Ivy League Financial Aid

How are middle class parents making 200k a year supposed to pay for their twin sons to go ivy league colleges?

200k a year is a good amount of money. If you have 2 in college at the same time and at expensive Ivy colleges you’ll still get some aid. They’re not going to pay everything with that income though.

$200k is definitely upper-middle-class–in fact, you’re in the [95th percentile](Household income in the United States - Wikipedia).

If the boys have the ability to get into Ivies, then they most certainly have the ability to get into any number of other schools where they’d receive substantial merit aid. But if the only schools you’ll settle for are Ivies, then you’ll have to pay for it. Figure out what you want, and what you can afford, and plan accordingly.

Savings, current income and loans.

You’re not middle class.

Run the NPCs on a few ivies websites…not just HYP, but also the others (since HYP give super aid, you need to check the others).

With two in college, unless you have a good amount of assets, you probably will qualify for some aid at the non-HYP ivies and maybe a good bit of aid from HYP.

However if your finances aren’t simply (own a business, take business deductions, divorced, own other properties, investments), then the NPC’s will not be accurate.

Have your twins been accepted? If not, how do you know if they’ll be going to ivies?

Do you know how much you can pay for each twin? If so, how much?

You may discover that even with some aid, that the ivies or similar aren’t affordable. If so, then you need to make sure that your twins also apply where their stats will get lots of merit.

We’ve figured out that IF our son gets accepted to Ivies and Ivy likes that give no aid for high asset folks, he’ll get more value out of full or near full rides at solid state schools with Honors colleges. In fact, our son has figured this out on his own and told me he’d be stupid to ignore hundreds of thousands of dollars of free money. I agree with you…I bet the Ivies have an interesting mix of kids from lower income families and the ueber rich families but a small number of kids from the “middle” (not middle class, just middle of those two categories I mentioned) who cannot fund college from their income nor can take such a big hit from their assets so close to retirement…what does this say about having a well rounded class? I don’t know…

I agree with post 4.

And with post 3. Ivy stats could net significant merit aid at other schools.

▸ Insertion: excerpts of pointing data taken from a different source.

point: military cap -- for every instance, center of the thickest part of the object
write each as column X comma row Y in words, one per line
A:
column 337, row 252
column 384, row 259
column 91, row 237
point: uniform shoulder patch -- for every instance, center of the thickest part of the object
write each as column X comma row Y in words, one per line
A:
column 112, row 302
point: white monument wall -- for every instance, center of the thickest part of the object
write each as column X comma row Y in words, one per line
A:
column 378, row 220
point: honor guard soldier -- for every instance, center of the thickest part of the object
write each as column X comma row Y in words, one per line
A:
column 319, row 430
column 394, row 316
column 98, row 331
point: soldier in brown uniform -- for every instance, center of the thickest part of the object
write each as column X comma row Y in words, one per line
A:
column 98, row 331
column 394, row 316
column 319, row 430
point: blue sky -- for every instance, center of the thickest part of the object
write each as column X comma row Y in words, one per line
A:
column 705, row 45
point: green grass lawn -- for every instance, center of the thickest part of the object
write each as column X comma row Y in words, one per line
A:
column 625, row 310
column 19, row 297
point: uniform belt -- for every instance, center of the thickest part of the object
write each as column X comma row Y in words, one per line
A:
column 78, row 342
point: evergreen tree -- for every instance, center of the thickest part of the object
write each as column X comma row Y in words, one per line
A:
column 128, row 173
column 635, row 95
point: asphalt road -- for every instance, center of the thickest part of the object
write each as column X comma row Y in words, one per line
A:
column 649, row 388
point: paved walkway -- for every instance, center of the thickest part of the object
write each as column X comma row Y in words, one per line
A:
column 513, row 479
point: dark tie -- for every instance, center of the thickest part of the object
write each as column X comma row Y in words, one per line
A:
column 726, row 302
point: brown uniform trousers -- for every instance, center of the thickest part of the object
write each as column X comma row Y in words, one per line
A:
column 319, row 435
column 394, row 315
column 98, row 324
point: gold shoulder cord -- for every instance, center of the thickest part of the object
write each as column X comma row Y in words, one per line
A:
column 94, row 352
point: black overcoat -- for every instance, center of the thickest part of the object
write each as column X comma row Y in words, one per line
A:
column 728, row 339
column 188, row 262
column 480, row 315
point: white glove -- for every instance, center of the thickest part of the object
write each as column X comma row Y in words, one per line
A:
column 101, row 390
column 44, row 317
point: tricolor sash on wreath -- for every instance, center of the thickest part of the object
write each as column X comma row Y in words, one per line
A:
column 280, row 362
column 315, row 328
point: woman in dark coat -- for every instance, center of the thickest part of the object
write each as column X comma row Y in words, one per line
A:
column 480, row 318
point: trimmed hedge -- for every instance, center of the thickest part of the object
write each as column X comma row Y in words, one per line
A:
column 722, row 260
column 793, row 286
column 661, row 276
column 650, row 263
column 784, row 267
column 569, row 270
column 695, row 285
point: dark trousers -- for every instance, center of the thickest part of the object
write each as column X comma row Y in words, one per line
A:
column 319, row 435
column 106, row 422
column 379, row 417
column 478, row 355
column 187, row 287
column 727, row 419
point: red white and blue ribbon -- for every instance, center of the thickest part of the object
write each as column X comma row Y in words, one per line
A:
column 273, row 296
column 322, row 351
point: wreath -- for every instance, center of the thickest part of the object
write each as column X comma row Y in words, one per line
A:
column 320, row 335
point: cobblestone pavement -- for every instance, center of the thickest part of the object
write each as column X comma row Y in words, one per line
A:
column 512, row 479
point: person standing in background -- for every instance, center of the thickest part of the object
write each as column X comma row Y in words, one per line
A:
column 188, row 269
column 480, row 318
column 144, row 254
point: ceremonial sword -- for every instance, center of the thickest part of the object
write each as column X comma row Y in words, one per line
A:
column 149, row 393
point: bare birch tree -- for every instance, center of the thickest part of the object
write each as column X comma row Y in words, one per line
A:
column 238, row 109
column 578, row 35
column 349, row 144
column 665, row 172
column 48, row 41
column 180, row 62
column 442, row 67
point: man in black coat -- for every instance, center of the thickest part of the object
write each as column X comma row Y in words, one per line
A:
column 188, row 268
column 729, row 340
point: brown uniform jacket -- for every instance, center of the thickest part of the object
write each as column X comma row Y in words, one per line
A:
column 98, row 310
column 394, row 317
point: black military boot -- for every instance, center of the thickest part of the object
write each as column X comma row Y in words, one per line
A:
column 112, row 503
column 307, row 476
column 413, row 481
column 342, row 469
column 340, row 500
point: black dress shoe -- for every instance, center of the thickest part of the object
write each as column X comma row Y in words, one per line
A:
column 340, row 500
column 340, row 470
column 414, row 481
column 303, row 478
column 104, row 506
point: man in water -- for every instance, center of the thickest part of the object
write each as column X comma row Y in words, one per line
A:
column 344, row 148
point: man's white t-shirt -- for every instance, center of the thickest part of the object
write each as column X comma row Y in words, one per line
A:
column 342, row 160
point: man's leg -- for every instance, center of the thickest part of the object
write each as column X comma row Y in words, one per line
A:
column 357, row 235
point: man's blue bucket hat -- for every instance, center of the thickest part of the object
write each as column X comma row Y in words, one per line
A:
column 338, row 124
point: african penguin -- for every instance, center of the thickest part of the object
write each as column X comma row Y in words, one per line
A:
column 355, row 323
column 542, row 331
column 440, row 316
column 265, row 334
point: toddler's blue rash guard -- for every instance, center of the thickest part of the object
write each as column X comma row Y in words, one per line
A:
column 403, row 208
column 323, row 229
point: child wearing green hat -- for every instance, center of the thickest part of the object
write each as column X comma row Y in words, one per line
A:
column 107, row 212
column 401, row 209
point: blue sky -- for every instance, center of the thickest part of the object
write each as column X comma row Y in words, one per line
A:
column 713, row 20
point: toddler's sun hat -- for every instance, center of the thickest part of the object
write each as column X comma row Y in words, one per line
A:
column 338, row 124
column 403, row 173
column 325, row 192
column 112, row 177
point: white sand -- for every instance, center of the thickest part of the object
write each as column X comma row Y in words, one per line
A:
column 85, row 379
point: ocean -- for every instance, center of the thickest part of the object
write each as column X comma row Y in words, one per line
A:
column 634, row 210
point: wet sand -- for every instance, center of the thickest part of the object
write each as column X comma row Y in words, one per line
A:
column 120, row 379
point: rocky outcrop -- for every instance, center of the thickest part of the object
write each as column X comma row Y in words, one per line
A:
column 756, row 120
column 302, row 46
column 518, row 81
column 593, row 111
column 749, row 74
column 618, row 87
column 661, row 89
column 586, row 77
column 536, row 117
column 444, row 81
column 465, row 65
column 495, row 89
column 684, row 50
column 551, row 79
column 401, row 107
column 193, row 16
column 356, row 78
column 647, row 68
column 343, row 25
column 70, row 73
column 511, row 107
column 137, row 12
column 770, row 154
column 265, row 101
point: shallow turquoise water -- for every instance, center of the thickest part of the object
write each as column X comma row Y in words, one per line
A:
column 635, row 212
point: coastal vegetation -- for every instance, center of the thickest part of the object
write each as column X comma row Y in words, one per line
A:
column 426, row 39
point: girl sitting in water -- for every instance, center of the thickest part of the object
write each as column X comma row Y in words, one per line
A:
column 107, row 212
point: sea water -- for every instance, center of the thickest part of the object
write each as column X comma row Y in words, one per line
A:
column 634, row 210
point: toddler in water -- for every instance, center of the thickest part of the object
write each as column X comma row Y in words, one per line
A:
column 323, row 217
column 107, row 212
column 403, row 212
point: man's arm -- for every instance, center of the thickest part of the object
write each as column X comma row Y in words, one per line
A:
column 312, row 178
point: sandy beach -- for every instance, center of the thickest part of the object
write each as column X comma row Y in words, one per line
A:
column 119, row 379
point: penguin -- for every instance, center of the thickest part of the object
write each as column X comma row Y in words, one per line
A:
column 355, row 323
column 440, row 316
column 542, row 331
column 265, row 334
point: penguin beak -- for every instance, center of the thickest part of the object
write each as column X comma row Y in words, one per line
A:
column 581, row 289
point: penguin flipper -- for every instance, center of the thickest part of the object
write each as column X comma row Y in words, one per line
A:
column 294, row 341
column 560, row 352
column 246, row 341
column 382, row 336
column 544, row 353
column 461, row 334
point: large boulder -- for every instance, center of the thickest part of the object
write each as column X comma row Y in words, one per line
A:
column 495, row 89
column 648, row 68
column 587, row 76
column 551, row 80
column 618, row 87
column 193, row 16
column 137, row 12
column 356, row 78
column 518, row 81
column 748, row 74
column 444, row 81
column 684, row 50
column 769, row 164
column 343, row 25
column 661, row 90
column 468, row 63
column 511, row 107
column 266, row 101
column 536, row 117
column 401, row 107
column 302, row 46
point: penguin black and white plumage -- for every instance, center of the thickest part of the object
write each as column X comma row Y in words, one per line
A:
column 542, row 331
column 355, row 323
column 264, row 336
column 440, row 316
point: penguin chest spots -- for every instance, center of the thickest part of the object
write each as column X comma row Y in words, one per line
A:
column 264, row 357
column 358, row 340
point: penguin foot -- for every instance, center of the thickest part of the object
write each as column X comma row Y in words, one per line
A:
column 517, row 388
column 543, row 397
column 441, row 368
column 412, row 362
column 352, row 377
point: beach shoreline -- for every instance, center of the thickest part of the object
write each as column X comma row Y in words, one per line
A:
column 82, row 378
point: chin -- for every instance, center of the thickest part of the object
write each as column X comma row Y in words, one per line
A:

“Middle Class” haha. 200k a year is not middle class. Having two children in college will help grant enough financial aid to where your parents can cover the remaining cost.

If you reduce your income, you may get better aid, but that also assumes you are already maintaining a standard of living that say $70,000 before taxes is enough to support.

You pay for college the same as the rest of us. Decide how much you can pay out of savings, how much you’re comfortable borrowing, and what you can give up out of current income to make up the difference.

OP, when you run the NPCs, you’ll enter that two will be in college simultaneously. You really have to read what the colleges themselves say about aid policies, whether it’s Harvard, Stanford or some other school that’s not as generous.

And on another thread, you say you’re the student. Be aware that getting into an Ivy or other top tier requires you have this ability to do the research, consider the facts, not just go on easily found info or assumptions. It’s more than stats and being top dawg in your own hs.

To be fair, nothing in this post says he claims to be a parent.
You might get aid, wait til you get your packages. As others have noted, you could reduce your income, perhaps a parent could retire early? You could develop an app or an income generating business and self-fund. You could hit up extended family. Your parents could sell secondary property if they have any or liquidate other assets. Last option, you max out your Stafford loans and your parents get Plus loans. The reality is you won’t be alone in doing so, but it’s a dangerous game.